By Cernig
Something for the weekend?
Another one bites the dust. The fifth one. For something that the White House and its cheerleading squad have described as a non-scandal brewed up for purely political purposes, there's been an awful lot of DoJ people bailing out because of Attorney-Gate.
Ron Beasley summarizes the "Democratic Hawk" position on Iran and concludes they should enjoy a frosty mug of STFU. Glenn Greenwald notes that, despite the utter idiocy of an attack on Iran, that's exactly the path the White House is already on.
Meanwhile, Sean-Paul at The Agonist has the foreign policy question - and his commenters have a lot of answers.
PSotD reads an op-ed by the Iraqi PM and wonders why no-one ever noticed that Nouri al-0Malki had such a delicious command of the ironic before.
Over at The Impolitic, Libby's co-blogger Jim Martin takes on the never-ending fountainhead of spin disguised with bad classical analogies that is Victor Davis Hanson - and in fine style too. Also today, Kevin Drum on the far too bearable dangerousness of Bill Kristol.
How did I ever miss this one? Exxon says it never in the past decade doubted the threat posed by climate change. In later news, sharks say they never doubted the dangers of surfing. In the sharks' favor - they have never funded dodgy scientists to announce that there is no such thing as water.
You know I've been waiting for the piece of the puzzle that connected "Duke" Cunningham's bribery conviction to other and bigger fish.

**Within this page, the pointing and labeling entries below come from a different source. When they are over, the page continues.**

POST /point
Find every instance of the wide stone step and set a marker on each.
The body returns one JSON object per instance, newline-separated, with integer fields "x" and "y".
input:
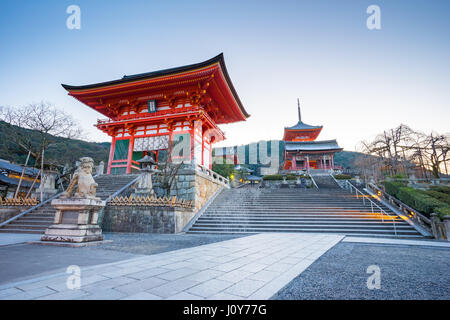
{"x": 3, "y": 230}
{"x": 306, "y": 223}
{"x": 301, "y": 229}
{"x": 361, "y": 234}
{"x": 327, "y": 220}
{"x": 26, "y": 226}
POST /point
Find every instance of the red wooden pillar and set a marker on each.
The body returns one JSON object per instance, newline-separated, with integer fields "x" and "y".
{"x": 111, "y": 154}
{"x": 130, "y": 154}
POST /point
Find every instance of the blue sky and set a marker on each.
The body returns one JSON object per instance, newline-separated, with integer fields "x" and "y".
{"x": 354, "y": 81}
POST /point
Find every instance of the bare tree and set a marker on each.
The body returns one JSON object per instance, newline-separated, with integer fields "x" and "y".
{"x": 436, "y": 147}
{"x": 404, "y": 150}
{"x": 43, "y": 118}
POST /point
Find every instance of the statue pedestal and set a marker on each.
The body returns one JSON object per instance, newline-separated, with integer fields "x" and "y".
{"x": 75, "y": 221}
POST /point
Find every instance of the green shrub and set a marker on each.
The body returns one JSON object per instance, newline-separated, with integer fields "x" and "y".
{"x": 439, "y": 195}
{"x": 442, "y": 189}
{"x": 393, "y": 188}
{"x": 442, "y": 211}
{"x": 399, "y": 176}
{"x": 419, "y": 200}
{"x": 280, "y": 177}
{"x": 342, "y": 176}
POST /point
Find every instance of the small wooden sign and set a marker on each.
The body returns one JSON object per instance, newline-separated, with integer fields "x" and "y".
{"x": 151, "y": 104}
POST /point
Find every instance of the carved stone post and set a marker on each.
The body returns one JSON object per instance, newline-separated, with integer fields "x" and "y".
{"x": 446, "y": 222}
{"x": 76, "y": 215}
{"x": 435, "y": 226}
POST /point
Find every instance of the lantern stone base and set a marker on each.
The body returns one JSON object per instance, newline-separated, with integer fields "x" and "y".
{"x": 75, "y": 221}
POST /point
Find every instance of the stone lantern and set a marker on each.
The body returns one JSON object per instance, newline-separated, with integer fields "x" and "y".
{"x": 148, "y": 168}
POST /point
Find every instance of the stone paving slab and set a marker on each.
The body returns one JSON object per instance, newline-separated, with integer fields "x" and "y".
{"x": 253, "y": 267}
{"x": 7, "y": 239}
{"x": 431, "y": 243}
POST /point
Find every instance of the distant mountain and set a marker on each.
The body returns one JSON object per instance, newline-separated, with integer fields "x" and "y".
{"x": 347, "y": 159}
{"x": 62, "y": 150}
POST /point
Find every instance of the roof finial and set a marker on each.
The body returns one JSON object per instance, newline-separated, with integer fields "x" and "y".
{"x": 299, "y": 114}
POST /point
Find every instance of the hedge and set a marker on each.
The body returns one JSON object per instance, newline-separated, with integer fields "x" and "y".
{"x": 280, "y": 177}
{"x": 439, "y": 195}
{"x": 342, "y": 176}
{"x": 442, "y": 211}
{"x": 393, "y": 188}
{"x": 442, "y": 189}
{"x": 420, "y": 201}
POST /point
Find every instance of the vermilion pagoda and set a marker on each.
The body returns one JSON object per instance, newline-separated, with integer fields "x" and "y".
{"x": 302, "y": 152}
{"x": 152, "y": 112}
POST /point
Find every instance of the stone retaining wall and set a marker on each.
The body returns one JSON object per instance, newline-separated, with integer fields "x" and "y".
{"x": 143, "y": 219}
{"x": 197, "y": 184}
{"x": 290, "y": 183}
{"x": 9, "y": 212}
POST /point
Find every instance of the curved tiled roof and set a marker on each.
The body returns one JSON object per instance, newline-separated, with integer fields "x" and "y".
{"x": 8, "y": 166}
{"x": 312, "y": 145}
{"x": 303, "y": 126}
{"x": 167, "y": 72}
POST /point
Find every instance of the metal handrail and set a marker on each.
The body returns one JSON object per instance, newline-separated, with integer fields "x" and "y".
{"x": 312, "y": 179}
{"x": 335, "y": 180}
{"x": 372, "y": 203}
{"x": 400, "y": 204}
{"x": 33, "y": 208}
{"x": 115, "y": 194}
{"x": 30, "y": 209}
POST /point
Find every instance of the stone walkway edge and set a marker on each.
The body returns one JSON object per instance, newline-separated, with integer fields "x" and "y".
{"x": 254, "y": 267}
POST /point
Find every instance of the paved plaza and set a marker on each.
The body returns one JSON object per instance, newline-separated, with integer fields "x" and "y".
{"x": 253, "y": 267}
{"x": 195, "y": 267}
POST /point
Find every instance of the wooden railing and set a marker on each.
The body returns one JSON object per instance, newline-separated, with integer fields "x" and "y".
{"x": 214, "y": 175}
{"x": 19, "y": 201}
{"x": 413, "y": 214}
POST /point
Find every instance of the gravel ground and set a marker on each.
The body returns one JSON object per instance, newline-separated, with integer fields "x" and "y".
{"x": 24, "y": 261}
{"x": 151, "y": 243}
{"x": 406, "y": 273}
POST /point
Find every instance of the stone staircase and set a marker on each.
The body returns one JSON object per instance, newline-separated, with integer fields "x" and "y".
{"x": 325, "y": 181}
{"x": 38, "y": 220}
{"x": 327, "y": 210}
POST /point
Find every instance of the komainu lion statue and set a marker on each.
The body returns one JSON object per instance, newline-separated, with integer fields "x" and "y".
{"x": 82, "y": 180}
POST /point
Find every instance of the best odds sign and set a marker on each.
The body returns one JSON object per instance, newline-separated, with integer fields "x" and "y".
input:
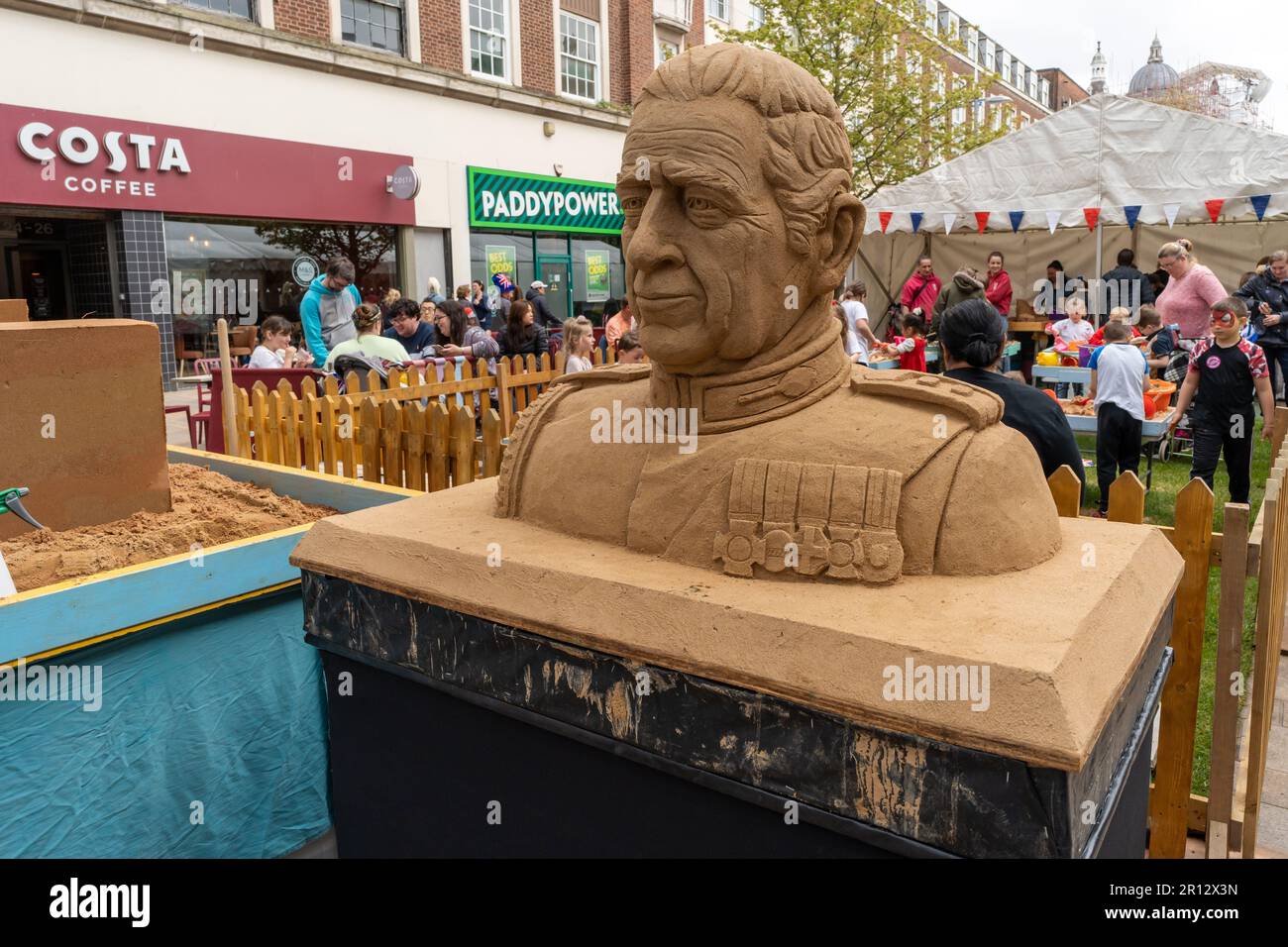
{"x": 60, "y": 158}
{"x": 536, "y": 202}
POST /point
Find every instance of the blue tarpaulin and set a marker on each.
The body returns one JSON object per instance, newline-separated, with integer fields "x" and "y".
{"x": 210, "y": 744}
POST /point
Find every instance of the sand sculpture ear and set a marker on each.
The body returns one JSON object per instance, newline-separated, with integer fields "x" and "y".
{"x": 840, "y": 239}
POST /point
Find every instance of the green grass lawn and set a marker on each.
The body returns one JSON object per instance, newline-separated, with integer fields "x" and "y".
{"x": 1170, "y": 478}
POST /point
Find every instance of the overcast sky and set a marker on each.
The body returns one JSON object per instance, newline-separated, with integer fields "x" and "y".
{"x": 1231, "y": 31}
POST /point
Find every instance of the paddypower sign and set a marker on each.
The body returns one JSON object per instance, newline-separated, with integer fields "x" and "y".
{"x": 536, "y": 202}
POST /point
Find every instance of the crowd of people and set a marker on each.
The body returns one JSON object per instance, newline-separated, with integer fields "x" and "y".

TPM Muckraker may have that piece - the guilty plea of one of those who bribed Cunningham. TPM notes that Thomas Kontogiannis used Cunningham as a conduit to meet other movers-and-shakers including Dubya and that other (alleged) bribe-taker, Prince Bandar of Saudi Arabia. (yes, I've mentioned Bandar a couple of times recently.)
The brilliant Jill has her own roundup - lots of linky goodness - and also writes about why Americans are losing their international stature - literally.
Andrew Sullivan explains why Mickey Kaus is an asshat.
General Pace didn't jump for the chance to quit as Chair of the Joint Chiefs - he had to be pushed.
Substandard treatment at Walter reed even extended to that holy-of-holies, the soldier's mail. A contract employee has been dismissed after the discovery of 4,500 letters and parcels - some dating to May 2006 - at Walter Reed that were never delivered to soldiers.
The bhc at Anything They Say looks at the mainstream media's disinformation pipeline and the Iraq Oil Law.
I can't decide which is my favorite post at Comments From Left Field so just go read them all.
And if all that isn't enough for you, there's always the Memeorandum aggregator - the place where bloggers go to find out what bloggers are saying.